Ban regrette que l'Autriche retire ses troupes de la FNUOD

Une base de la FNUOD, sur les hauteurs du Golan syrien. Photo: UNDOF

6 juin 2013 – Le Secrétaire général a regretté jeudi la décision de l'Autriche de retirer ses troupes de la Force des Nations Unies chargée d'observer le désengagement (FNUOD).

Dans une déclaration communiquée par son porte-parole, le Secrétaire général appelle toutes les parties à faire en sorte que le retrait annoncé par l'Autriche ait lieu de manière ordonnée.

Le Secrétaire général indique être entré en contact avec les États Membres pour identifier, de manière urgente, de nouveaux contributeurs ou d'autres contributions à la FNUOD.

Le patron de l'ONU rappelle en outre à tous les acteurs en Syrie que la FNUOD a pour mandat de surveiller la mise en œuvre de l'Accord sur le désengagement des forces signé entre Israël et la République arabe syrienne.

Le maintien de la FNUOD dans cette zone est essentiel, poursuit-il, avant d'appeler toutes les parties à respecter la liberté de mouvement, la sûreté et la sécurité de la FNUOD.

Ban Ki-moon condamne ensuite l'attaque qui a blessé deux soldats de la paix de la FNUOD aujourd'hui. Il souligne que toute activité militaire dans la zone de séparation peut aggraver les tensions entre Israël et la République arabe syrienne et compromettre un cessez-le-feu en vigueur depuis longtemps entre les deux pays.

Le Secrétaire général souligne, une fois encore, que tous les acteurs concernés de la région doivent respecter le droit international et les résolutions pertinentes du Conseil de sécurité.

Il exhorte les parties à respecter strictement l'Accord de désengagement, à cesser les combats dans la zone de séparation et à s'abstenir de toute violation de la ligne de désengagement.

La crise en Syrie a un impact de plus en plus déstabilisateur qui dépasse ses frontières, note Ban Ki-moon, qui se dit gravement préoccupé par les ramifications croissantes du conflit dans la région.

Enfin, le Secrétaire général appelle toutes les parties à agir rapidement en faveur d'une solution politique, seul moyen de mettre fin à la violence et aux terribles souffrances du peuple syrien.

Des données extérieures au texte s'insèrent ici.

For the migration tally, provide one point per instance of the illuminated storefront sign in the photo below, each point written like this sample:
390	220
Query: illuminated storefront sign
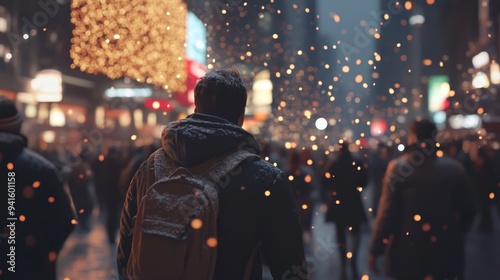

Le 12 mai, quatre Casques bleus de la Force avaient été libérés après avoir été pris en otage la semaine précédente alors qu'ils patrouillaient près de la localité d'Al Jamlah dans le Golan syrien. Le 6 mars dernier, 21 d'entre eux avaient été détenus par des éléments armés de l'opposition syrienne, également dans le secteur d'Al Jamlah avant d'être libérés trois jours plus tard.